The most significant danger in the working and home environment is when heating systems are used. The production of waste gasses is the root danger but how the waste gas is directed away from inhabited areas is crucial. The gas installation regulations have direct specifications on how this must be done. Consideration must be made for items such as:
The location of exhaust flumes/pipes
The size of such exhausts
The distance from windows or ventilation openings
Availability for natural ventilation (without air a boiler won't work)
Even if all these requirements are met there are potential situations that could result in Carbon Dioxide entering ocupied areas. Workshops are common areas as well as where heating equipment is used large numbers of people are gathered in a confined area.

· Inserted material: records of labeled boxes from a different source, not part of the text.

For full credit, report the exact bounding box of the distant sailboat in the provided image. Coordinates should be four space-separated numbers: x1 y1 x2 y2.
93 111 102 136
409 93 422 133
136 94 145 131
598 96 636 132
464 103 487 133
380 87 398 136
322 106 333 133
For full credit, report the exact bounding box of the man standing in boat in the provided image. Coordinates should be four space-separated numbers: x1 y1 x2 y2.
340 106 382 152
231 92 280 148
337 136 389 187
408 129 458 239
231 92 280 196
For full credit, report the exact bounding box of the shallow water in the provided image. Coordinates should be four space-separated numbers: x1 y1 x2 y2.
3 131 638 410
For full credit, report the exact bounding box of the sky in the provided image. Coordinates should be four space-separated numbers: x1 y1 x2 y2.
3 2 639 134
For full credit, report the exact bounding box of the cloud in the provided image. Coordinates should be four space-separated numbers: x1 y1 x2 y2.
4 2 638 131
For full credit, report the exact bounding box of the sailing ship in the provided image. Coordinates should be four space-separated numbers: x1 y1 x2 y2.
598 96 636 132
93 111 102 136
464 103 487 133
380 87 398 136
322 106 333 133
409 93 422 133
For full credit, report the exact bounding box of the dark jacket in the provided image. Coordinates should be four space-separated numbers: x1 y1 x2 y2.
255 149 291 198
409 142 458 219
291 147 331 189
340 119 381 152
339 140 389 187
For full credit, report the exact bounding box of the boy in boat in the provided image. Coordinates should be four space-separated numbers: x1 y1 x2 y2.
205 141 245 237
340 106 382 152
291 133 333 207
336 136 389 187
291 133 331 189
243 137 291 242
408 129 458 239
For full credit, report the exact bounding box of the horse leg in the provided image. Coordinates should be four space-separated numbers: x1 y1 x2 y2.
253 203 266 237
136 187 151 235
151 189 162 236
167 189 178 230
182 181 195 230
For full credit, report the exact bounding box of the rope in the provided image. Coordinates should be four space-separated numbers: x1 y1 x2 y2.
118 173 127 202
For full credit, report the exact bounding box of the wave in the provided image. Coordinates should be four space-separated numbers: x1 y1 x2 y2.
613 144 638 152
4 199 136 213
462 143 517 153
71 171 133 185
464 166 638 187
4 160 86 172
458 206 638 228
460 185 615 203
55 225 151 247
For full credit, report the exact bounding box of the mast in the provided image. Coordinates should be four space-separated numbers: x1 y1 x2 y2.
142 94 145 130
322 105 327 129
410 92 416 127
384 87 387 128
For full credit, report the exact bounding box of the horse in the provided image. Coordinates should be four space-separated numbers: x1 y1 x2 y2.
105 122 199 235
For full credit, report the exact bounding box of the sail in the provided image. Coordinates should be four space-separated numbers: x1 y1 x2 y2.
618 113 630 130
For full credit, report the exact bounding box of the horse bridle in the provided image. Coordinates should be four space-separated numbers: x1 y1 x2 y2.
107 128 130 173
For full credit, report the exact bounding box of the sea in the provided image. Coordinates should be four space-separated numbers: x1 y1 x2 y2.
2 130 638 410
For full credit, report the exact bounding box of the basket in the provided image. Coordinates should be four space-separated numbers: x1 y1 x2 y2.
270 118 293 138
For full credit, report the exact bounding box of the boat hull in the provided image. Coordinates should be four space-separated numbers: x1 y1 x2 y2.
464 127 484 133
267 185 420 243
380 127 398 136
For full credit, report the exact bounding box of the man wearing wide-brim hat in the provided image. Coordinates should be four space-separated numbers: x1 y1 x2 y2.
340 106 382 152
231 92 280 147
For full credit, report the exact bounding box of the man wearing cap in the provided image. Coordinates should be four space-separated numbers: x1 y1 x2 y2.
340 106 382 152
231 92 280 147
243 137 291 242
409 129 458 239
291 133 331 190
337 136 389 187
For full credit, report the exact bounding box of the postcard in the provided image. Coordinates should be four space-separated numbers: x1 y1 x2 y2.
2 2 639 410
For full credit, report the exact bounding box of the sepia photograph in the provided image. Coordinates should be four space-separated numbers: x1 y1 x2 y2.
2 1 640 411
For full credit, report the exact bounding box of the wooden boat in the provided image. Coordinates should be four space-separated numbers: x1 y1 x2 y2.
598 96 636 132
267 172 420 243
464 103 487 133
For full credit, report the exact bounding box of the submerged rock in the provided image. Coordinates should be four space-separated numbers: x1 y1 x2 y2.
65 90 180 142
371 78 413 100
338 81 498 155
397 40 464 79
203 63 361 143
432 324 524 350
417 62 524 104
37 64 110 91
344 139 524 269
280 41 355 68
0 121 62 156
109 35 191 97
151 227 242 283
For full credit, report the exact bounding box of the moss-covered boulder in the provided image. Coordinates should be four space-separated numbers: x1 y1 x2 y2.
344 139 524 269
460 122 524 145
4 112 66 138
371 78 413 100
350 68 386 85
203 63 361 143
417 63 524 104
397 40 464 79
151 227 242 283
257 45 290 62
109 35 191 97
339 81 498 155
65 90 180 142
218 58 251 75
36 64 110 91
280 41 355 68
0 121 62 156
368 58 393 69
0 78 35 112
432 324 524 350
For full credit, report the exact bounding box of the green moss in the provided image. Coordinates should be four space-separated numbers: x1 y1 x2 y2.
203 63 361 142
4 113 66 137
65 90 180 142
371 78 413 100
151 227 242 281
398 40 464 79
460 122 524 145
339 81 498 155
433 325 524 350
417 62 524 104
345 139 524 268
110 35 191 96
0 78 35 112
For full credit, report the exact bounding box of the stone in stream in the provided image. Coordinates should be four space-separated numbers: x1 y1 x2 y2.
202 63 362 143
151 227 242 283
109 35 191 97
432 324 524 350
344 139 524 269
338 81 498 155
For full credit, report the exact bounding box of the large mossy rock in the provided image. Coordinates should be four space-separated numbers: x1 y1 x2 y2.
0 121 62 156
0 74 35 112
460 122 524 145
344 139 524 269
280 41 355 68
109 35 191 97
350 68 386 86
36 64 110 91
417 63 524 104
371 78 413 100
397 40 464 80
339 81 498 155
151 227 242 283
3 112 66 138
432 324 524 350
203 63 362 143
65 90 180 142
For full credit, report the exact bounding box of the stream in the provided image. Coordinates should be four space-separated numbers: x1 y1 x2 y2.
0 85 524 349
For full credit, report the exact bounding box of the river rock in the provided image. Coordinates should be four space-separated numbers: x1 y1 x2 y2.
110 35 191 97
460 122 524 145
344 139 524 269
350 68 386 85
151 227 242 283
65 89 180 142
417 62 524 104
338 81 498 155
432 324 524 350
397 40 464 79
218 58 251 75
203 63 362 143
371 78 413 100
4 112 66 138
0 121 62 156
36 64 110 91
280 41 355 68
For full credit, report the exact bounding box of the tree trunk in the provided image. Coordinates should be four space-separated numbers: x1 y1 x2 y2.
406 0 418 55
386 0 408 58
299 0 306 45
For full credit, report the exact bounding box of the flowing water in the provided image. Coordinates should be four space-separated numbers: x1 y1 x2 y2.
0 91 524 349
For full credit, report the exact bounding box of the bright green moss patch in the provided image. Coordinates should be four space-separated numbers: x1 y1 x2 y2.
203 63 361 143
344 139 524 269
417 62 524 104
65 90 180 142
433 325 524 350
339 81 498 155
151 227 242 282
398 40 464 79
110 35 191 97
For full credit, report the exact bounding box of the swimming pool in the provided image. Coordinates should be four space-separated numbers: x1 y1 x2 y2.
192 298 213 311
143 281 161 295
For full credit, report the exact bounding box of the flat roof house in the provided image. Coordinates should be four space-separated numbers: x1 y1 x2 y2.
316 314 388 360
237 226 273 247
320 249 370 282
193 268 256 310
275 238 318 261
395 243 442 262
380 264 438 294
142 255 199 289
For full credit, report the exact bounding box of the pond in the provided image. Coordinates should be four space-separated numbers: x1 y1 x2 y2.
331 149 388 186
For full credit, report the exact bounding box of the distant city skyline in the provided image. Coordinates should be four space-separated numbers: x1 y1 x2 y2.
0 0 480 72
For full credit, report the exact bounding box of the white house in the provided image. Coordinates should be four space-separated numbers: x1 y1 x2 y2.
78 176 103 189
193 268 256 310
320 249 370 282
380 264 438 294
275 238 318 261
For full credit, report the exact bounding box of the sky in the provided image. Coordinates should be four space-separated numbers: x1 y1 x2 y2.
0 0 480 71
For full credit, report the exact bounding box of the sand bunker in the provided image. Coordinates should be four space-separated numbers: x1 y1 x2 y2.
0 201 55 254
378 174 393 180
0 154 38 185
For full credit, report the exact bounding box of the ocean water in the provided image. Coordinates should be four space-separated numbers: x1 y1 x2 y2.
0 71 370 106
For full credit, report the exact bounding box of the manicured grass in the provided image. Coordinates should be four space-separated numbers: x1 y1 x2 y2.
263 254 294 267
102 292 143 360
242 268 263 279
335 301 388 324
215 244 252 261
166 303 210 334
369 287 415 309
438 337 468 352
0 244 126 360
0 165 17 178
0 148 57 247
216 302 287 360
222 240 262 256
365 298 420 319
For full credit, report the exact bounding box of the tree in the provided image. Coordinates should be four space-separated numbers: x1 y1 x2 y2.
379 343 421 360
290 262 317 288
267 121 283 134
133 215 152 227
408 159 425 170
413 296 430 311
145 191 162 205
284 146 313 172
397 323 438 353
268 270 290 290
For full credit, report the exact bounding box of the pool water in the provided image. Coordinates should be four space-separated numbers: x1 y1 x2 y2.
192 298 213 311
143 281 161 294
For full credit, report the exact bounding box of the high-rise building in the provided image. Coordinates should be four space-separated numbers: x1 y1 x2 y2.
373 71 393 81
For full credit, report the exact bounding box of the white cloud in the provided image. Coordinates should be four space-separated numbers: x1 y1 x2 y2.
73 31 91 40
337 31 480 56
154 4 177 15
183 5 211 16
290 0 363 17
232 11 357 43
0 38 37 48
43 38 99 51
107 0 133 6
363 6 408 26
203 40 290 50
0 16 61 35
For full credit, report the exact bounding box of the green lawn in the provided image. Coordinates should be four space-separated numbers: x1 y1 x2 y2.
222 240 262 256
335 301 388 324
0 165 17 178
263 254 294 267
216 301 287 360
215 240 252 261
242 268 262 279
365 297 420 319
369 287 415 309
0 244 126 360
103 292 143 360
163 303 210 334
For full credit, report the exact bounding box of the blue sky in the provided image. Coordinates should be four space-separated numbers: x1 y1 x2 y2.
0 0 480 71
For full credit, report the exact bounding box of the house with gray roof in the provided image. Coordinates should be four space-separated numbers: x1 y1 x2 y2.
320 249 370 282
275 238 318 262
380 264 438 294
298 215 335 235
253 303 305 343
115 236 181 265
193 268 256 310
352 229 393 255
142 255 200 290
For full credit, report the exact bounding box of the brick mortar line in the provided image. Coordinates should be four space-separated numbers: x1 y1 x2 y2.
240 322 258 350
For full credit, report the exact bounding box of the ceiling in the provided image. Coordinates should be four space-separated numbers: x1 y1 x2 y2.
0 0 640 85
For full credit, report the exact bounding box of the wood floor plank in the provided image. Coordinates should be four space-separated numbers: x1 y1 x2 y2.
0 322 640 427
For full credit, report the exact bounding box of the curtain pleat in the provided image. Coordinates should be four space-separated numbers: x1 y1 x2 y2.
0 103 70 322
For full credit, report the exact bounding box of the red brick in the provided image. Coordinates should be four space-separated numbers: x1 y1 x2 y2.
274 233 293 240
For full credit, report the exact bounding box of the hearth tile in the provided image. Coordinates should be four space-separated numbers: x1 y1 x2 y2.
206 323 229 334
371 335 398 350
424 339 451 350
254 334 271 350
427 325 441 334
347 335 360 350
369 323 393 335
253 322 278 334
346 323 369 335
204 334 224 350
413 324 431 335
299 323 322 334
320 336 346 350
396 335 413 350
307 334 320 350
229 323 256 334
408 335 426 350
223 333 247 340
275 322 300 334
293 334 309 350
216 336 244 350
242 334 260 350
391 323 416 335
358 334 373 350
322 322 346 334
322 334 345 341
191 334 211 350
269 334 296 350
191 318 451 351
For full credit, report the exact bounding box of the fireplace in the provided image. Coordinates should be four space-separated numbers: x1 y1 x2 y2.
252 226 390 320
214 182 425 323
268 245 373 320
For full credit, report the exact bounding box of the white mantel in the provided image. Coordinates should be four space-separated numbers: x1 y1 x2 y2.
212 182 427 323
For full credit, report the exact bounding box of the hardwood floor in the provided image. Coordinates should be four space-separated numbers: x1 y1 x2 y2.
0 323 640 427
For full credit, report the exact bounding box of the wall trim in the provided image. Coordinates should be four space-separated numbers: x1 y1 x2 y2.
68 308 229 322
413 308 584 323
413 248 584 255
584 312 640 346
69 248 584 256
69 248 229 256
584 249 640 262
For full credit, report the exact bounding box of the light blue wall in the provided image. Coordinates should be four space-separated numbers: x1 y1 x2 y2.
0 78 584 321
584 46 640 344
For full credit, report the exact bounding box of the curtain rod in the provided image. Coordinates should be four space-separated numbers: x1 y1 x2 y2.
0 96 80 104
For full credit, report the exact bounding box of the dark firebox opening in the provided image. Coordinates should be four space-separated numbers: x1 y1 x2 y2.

The law requires that risk must be assessed, and that it must be done suitably and sufficiently. Considering the control of substances hazardous to health is not just about cans of paint and petrol used by maintenance teams but all substances and their by products when used. Best practise right now with national coverage about the subject is to think about Carbon Dioxide and also other by-products in your operation and include it now in risk assessment reviews to be suitably controlled.
Boarding schools should review all potential sources of Carbon Dioxide and check if the outlet points are suitably and that there is limited potential for the gas to reach boarding accommodation. Regular testing of boiler rooms and boarding room air quality will also demonstrate that suitable air quality is maintained. This will also be relevant to other teaching areas where an increased number of pupils and staff are present for extended hours.
Carbon Dioxide alarms are available for about £10 which is an insignificant amount considering the danger.